George Tenet was the last to agree. He's arguably the most important, since his tenure (1997-2004) encompassed the Sept. 11, 2001 terrorist strikes, claims that Saddam Hussein had weapons of mass destruction and opening of secret sites to interrogate suspected terrorists.
"I think he came for history," Whipple said.
Tenet tells of being so alarmed about intelligence indicating an imminent al-Qaida attack that he called the White House on July 10, 2001, and insisted upon coming over immediately for a meeting. "Viewers can judge whether the White House ignored those warnings or not," Whipple said.
Former agency official Cofer Black said in the film that he gets angry when people describe those attacks as an intelligence failure. "We knew this was coming," he said.

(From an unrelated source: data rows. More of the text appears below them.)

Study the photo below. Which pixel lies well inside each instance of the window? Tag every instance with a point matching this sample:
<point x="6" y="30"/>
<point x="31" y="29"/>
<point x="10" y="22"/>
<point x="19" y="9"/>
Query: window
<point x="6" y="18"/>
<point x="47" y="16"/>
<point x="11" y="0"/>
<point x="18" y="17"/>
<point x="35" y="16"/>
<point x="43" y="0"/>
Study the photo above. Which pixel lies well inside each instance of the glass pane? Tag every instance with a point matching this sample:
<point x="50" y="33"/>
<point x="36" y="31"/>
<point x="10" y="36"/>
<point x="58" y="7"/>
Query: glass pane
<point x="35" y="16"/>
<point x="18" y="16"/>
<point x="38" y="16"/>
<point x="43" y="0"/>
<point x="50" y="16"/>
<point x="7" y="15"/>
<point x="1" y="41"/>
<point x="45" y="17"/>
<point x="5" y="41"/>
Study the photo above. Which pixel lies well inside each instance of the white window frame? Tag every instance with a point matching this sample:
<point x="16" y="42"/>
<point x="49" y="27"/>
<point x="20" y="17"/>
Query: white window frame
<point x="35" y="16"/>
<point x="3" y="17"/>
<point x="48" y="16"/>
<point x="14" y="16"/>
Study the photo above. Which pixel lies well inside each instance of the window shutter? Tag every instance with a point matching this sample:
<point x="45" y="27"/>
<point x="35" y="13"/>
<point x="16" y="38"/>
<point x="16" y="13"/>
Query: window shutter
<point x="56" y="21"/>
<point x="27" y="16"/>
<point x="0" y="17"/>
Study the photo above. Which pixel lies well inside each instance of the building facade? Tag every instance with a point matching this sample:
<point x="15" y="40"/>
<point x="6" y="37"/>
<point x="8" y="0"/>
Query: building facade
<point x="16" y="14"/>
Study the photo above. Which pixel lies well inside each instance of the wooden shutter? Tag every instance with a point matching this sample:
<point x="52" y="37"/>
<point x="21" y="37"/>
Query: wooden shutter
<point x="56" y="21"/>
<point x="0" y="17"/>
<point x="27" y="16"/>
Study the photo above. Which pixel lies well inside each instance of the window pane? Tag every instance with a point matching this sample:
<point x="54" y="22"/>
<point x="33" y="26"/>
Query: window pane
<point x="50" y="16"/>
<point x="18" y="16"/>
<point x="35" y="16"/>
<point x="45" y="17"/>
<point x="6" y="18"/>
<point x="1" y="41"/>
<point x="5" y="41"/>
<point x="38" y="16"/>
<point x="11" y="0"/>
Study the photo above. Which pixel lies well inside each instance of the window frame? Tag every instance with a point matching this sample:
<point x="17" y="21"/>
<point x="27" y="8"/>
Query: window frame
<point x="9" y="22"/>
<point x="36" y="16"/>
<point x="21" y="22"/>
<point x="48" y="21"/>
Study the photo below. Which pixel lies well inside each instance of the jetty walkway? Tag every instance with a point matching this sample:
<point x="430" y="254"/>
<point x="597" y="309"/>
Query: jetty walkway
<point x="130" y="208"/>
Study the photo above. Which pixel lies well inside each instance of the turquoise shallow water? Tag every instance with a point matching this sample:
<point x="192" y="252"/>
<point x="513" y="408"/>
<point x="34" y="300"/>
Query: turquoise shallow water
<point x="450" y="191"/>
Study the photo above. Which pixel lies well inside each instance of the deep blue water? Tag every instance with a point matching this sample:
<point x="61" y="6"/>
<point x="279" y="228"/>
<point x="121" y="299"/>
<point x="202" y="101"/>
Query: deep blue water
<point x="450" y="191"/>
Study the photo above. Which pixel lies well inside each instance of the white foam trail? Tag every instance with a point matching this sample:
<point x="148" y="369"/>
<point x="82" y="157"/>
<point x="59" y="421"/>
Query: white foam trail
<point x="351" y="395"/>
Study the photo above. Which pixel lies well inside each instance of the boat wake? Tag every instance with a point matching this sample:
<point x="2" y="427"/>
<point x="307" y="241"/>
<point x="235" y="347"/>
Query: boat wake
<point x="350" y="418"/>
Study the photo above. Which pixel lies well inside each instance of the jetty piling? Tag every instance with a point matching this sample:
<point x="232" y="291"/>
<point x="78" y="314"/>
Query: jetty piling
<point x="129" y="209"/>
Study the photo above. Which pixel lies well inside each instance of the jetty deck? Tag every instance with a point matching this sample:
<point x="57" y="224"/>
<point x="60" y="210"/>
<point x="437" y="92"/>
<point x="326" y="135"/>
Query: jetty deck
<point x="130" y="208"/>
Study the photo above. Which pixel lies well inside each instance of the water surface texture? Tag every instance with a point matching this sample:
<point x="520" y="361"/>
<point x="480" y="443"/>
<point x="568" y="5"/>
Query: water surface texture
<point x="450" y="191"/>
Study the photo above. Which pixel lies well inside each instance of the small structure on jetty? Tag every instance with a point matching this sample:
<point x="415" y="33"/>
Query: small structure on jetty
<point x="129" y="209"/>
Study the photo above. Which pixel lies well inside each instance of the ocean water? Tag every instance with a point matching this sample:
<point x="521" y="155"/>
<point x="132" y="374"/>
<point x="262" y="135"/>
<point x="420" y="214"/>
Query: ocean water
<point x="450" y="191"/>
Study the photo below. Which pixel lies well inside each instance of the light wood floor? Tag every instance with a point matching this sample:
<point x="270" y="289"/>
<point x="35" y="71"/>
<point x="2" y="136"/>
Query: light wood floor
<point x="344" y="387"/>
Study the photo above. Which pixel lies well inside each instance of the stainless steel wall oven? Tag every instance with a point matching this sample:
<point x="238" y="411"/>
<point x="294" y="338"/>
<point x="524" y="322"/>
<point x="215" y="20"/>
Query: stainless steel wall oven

Interrogation techniques that some judged as torture — the subject of a scathing Senate Intelligence Committee report a year ago — was a debate topic within the CIA, too. Current director John Brennan expresses regret over not being more vocal about his objections and said he would refuse to waterboard a detainee even if ordered by the president.
Tenet, for his part, said, "we didn't have time to become their best friends."
"I still look at the ceiling at night about a lot of things," Tenet says in the documentary, "and I'll keep them to myself forever."
Each of the directors is at the center of the constant tension between protecting the nation's liberties and ideals while also trying to protect the nation from harm.
To a person, all the wives of the former directors say they could see the toll that the job took on their husbands, who every day learn about horrible things that people want to do to the country. Senior counterterrorism official Gina Bennett talks about how the work negatively affected her home life.
"They feel that they are the soldiers on the front lines and everyone in the country hates them or mistrusts them or thinks that they are out to do the most horrible things," said Gedeon Naudet, Jules' brother and filmmaker partner. "It is extremely dangerous to their psyches, to a point where they even believe that what they say won't matter."
Don't dismiss ego as a motivation for participating in the film, either. Folks like Black and former counterterrorism expert Jose Rodriguez are colorful officials who don't shrink from debating any of the issues involved.
"This was a cast of characters that Aaron Sorkin would not have come up with," Whipple said.
Producers will also make a version of the documentary to air on CBS next year, perhaps updated with current events: last-minutes changes were made for Showtime to incorporate the Paris attacks. There are also discussions about other uses for material collected in the interviews that did not make it into "Spymasters."